Open subatomicBMAN opened 4 years ago
Interesting... I think it would be worth a shot to implement this.
If the resulting processing speed is faster than running it entirely in system ram, then I think this is definitely worth it. This looks to be exactly what I was asking in #121
This looks like it would require an upgrade to Tensorflow 2
As far as I can tell it certainly would need an upgrade. I'm sure it would take at least some time to do it right, but the Tensorflow team themselves have published tooling around an easier migration from 1.14+ to 2.0.
See the following: https://www.tensorflow.org/guide/upgrade Applying the auto-upgrade might be enough to at least test the merit of this as an option before digging in and fully implementing.
It still might be worthwhile to build a standalone benchmark workload in 2.0 to test the capabilities and performance tax of UVM of course.
I haven't had much of a chance to delve into the codebase at large yet, but if lower-level Tensorflow functionality has been used to write custom training then there could be considerably more work. The deeper differences and suggested updates are discussed here: https://www.tensorflow.org/guide/migrate
This would be amazing. Thanks for looking into this.

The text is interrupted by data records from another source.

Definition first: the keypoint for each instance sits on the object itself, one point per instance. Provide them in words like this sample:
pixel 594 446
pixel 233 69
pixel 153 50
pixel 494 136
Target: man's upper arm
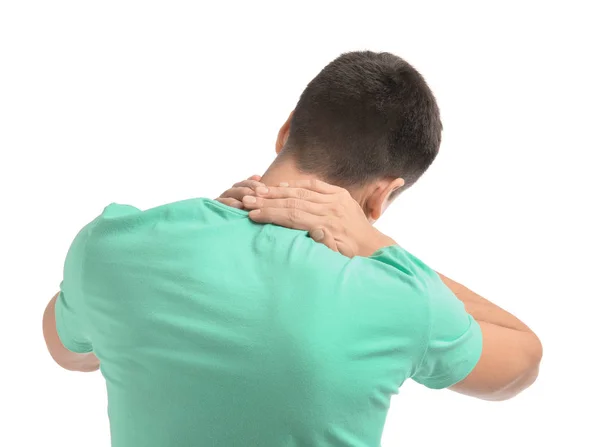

As per these two commits to tensorflow:
https://github.com/tensorflow/tensorflow/commit/cd4f5840 https://github.com/tensorflow/tensorflow/commit/b1139814
Support has now been extended for CUDA Unified Virtual Memory. If the intent behind this repository is to allow for consumer-grade hardware to run this in a closer-to-deployed state, running on the GPU would be IDEAL. Unified Virtual Memory can allow system-level RAM to be consumed alongside GPU VRAM in order to accomodate larger in-memory constructs. This of course comes at a cost (seeing that system RAM is typically MUCH slower than VRAM) however with a small benchmark this could be weighed against the benefits of running in CUDA parallelization.
I am of the opinion that this would allow for a much larger vector of the target demographic to run this repository at more reasonable processing speeds.